Free TV Australia wants the right to show sport on its members new digital channels such as Ten’s ONE and Nine’s Go!

That’s competition Foxtel doesn’t want, illogically arguing:

“The combination of allowing the old networks exclusive first rights to over 13000 sports events — and allowing them the use of the expanded programming capacity on the (digital) channels to premier-listed events — could entail disastrous consequences for the sports codes, grass roots competitions and subscription TV.

“Such a policy would further increase the pricing power of the old networks, lock subscription TV out of bidding for many rights and thus allow the old networks to drive down the value of sports rights.”

But putting major sport on the FTA digital channels would boost the take up of digital TV for the 2013 turn off. That’s the only part of the FTA argument that can be supported and one that Foxtel ignores, which is odd given its pioneering work in digitalising its entire network and introducing PVRs

Perhaps Foxtel is embarrassed that Ten’s ONE, a sports channel, regularly gets audiences greater than those on any of the Fox Sports channels for regular programming. ONE has national coverage (but based on digital TV penetration of less than 50%). Foxtel doesn’t, nor does Austar.

Foxtel is just an old-fashioned monopolist and doesn’t like competition. In that it’s little different than the Free To Air TV mob with one important exception. There are five Free To Air TV networks and they are competitive. Foxtel isn’t.

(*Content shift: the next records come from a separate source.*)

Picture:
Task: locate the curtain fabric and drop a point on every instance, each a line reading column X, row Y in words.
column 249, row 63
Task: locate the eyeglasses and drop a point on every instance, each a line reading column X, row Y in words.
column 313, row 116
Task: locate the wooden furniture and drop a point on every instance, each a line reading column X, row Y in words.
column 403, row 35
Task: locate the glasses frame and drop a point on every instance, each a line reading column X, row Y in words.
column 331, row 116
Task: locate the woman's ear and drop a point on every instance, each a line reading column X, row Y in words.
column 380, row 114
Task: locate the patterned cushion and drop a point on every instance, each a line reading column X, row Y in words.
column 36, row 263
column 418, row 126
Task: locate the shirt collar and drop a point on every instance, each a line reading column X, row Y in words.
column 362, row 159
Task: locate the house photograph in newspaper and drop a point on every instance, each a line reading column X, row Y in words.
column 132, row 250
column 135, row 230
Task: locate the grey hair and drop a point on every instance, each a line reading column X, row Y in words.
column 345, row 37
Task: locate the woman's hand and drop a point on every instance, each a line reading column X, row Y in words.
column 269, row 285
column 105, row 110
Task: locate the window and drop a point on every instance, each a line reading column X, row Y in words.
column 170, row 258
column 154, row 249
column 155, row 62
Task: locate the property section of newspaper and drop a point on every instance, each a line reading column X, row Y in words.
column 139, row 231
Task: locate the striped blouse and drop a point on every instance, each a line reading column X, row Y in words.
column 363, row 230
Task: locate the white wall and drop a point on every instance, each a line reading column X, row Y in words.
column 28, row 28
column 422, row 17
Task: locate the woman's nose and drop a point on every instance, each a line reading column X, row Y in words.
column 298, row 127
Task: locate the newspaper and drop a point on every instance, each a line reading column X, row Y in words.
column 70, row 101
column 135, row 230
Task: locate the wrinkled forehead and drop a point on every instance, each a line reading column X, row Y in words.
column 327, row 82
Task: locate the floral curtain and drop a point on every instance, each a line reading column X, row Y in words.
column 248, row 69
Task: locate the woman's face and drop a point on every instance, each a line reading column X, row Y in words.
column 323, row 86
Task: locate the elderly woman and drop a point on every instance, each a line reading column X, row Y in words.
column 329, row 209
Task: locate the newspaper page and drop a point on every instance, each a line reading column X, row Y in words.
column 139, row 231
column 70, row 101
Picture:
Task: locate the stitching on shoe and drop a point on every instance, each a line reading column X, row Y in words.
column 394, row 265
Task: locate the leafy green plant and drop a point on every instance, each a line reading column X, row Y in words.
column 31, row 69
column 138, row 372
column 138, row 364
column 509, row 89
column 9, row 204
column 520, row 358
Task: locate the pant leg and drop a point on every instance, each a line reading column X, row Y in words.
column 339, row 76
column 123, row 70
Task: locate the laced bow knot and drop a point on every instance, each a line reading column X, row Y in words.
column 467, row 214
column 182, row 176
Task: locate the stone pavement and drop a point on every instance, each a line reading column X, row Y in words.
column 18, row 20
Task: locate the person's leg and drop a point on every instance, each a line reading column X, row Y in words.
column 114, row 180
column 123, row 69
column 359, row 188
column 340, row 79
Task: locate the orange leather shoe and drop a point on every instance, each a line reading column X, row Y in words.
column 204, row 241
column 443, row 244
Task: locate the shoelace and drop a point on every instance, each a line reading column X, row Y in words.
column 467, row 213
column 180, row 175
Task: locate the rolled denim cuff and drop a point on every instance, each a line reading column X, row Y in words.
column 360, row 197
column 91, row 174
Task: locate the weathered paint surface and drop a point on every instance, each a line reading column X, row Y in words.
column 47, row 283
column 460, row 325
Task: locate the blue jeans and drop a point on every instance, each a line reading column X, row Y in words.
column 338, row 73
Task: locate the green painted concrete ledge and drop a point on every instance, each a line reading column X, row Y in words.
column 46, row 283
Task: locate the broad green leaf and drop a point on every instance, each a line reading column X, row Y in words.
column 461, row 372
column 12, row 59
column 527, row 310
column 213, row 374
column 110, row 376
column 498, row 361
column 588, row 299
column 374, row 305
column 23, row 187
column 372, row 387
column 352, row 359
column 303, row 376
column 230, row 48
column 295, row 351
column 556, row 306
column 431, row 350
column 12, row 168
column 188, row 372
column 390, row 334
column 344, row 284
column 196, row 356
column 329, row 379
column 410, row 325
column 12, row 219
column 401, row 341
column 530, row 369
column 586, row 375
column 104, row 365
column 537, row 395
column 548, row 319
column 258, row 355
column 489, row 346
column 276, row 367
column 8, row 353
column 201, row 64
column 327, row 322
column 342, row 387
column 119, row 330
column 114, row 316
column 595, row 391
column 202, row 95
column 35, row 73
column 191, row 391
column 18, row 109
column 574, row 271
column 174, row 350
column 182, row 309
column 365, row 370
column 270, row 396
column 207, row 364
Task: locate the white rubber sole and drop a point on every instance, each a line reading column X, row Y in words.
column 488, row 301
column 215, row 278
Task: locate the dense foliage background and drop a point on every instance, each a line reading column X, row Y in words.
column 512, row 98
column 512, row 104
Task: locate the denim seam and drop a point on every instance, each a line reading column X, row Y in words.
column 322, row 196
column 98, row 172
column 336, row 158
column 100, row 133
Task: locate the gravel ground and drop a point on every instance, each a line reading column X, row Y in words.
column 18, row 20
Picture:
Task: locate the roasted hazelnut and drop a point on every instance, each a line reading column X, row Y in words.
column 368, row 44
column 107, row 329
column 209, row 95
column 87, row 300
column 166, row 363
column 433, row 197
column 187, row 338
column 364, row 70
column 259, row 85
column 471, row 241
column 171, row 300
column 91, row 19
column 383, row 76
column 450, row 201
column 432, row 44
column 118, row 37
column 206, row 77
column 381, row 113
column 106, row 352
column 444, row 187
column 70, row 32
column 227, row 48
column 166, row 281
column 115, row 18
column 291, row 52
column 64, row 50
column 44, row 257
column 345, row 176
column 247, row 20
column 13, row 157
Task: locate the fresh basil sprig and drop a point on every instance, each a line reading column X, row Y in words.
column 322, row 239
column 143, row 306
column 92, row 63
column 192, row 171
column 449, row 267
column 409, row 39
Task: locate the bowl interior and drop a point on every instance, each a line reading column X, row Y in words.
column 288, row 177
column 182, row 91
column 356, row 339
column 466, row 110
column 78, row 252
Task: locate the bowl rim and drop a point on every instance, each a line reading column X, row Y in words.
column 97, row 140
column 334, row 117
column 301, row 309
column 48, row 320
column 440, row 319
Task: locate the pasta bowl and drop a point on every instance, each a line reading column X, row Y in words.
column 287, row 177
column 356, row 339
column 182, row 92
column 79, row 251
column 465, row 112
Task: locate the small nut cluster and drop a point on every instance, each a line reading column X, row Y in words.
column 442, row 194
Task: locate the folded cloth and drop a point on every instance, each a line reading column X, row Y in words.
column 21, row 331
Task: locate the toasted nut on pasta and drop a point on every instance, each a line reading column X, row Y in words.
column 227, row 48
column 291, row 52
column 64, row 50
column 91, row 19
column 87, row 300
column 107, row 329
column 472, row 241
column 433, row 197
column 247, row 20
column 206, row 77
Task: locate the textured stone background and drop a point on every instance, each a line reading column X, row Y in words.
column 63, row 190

Foxtel seems to forget that at the moment it and its sports packager, Premier Media (Fox Sports), are the two most profitable organisations in the Australian broadcast media, earning about $560 million in pre-tax earnings in the June 30, 2009 financial year between them. Foxtel earned $406 million, Premier Media, $153 million.

And how could sporting codes be damaged by being exposed to more people potentially than on pay-TV, as Foxtel claims? Foxtel has the financial resources and the clout to demand its share of the major codes, and it does with rugby league and union, the AFL and cricket, and as it will do with the Nine networks on the Winter Olympics next year and the summer Games in London in 2012. It bailed out Nine a few years ago by grabbing coverage of the one-day interstate cricket matches. the audiences for those are now a mere shadow of what they were on Nine.

Premier Media is 50% owned by Consolidated Media and News Ltd, Foxtel is 50% owned by Telstra and 25% each by News and Cons Media, with Kerry Stokes owning 20% of CMH and James Packer about 43%.

News owns 50% of the NRL, but doesn’t want it screwing more money from the likes of Nine, Ten or Seven because that would see Foxtel/Premier Media forced to pay more for their rights.

It’s a case of one rule for them and other for us in this business.

And finally, Free TV Australia is presently considering submissions about its code of practice that it won’t talk about, or release any of the submissions. Not a jot. It’s cone-of-silence stuff.

So it wants the federal government to continue the matey deal on sports anti-siphoning list, but won’t talk about or release details of comments on its proposed new code of practice, which is arguably far more important for Australian TV viewers than any government anti-siphoning list.

It’s a toss up to see who is the more conflicted: News Corp, News Ltd, Free TV, Foxtel and its pay-TV mates or the major sporting codes.